Il mondo digitale segue regole a sé stanti. L’acquisto di un software da scaricare, di un videogioco digitale o di un film in streaming rappresenta la fornitura di un contenuto mediante supporto non materiale. Il recesso si annulla solo se si verificano tre condizioni incrociate. L’esecuzione del download deve iniziare con il consenso espresso del consumatore. Il cliente deve riconoscere in modo esplicito la perdita del proprio diritto. Infine, il professionista deve fornire una conferma scritta di questo accordo. Se manca anche solo uno di questi passaggi burocratici, il consumatore mantiene intatto il diritto di annullare l’acquisto digitale e chiedere i soldi indietro.
Quali obblighi nascono dopo la cancellazione del contratto?
L’annullamento dell’ordine fa scattare precisi doveri per entrambe le parti in gioco. Il consumatore ha l’obbligo di restituire il bene materiale senza alcun ritardo. La spedizione del reso deve avvenire al massimo entro 14 giorni dal momento in cui ha inviato la comunicazione di disdetta. Il costo diretto del corriere per il ritorno del pacco spetta al cliente, a patto che il venditore lo abbia indicato nelle condizioni generali di vendita.

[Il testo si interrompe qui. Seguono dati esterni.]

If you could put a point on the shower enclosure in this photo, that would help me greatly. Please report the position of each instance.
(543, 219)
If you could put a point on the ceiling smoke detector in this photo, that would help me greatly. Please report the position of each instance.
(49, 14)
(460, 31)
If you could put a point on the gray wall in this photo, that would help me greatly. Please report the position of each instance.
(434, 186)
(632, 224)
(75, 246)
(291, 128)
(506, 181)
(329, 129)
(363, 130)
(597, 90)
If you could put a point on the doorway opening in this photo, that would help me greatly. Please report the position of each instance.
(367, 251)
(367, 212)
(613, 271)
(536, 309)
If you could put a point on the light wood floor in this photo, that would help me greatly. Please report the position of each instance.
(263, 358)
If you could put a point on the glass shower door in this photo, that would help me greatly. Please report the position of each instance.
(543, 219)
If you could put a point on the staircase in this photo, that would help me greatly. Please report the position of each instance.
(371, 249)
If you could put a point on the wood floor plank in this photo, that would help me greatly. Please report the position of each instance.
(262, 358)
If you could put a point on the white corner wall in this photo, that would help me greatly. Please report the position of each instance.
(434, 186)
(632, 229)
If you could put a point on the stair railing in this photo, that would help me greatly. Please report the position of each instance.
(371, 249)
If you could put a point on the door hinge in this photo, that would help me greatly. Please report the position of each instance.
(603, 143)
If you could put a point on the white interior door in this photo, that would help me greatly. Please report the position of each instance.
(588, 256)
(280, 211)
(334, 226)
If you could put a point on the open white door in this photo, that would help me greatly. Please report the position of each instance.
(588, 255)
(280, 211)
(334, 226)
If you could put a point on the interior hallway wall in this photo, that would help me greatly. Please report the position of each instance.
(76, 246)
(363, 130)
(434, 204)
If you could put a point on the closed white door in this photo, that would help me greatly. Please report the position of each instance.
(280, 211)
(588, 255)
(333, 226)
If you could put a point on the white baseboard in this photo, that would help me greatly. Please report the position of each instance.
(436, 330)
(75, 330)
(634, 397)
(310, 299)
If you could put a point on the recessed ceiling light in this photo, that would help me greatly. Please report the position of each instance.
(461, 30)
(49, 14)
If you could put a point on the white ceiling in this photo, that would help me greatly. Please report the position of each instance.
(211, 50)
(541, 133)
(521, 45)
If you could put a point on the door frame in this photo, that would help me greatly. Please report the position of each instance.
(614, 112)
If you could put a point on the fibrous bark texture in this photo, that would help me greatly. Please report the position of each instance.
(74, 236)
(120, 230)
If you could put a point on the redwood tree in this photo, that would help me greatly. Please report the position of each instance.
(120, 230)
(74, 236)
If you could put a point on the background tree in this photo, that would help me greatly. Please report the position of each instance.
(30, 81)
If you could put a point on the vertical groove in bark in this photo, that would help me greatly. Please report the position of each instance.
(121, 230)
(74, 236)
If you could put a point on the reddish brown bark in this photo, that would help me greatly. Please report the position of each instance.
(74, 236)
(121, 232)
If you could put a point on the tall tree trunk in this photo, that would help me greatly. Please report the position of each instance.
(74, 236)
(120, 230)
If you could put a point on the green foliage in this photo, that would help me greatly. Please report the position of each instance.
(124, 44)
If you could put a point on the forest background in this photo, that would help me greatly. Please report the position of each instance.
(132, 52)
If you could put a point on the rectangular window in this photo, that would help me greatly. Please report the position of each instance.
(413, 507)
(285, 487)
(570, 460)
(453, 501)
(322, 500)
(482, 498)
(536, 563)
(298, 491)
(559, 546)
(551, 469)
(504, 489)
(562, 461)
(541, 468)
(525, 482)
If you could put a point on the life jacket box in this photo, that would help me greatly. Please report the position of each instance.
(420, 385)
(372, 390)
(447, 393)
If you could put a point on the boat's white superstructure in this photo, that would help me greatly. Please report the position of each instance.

Il cliente possiede il diritto di aprire la scatola e provare il prodotto per capirne il funzionamento, come farebbe in un negozio fisico. Il consumatore diventa responsabile solo per la diminuzione di valore del bene causata da un utilizzo eccessivo. Se il cliente compra un paio di scarpe, le indossa per tre giorni e poi le restituisce infangate, il venditore decurta dal rimborso il danno estetico subito dalla merce.
Da parte sua, l’azienda ha il dovere inderogabile di rimborsare l’intero pagamento ricevuto. La somma restituita deve comprendere anche le spese di spedizione standard pagate dal cliente al momento dell’acquisto. Il rimborso deve avvenire entro 14 giorni dalla ricezione della disdetta. Il negozio ha però la facoltà legale di trattenere i soldi fino a quando non riceve materialmente la merce nei propri magazzini o fino a quando il cliente non invia la prova inequivocabile dell’avvenuta spedizione postale. Per i servizi digitali, l’azienda deve rispettare la privacy del cittadino, cancellare i dati personali e astenersi dall’usare i contenuti creati dall’utente durante il periodo di prova del servizio informatico.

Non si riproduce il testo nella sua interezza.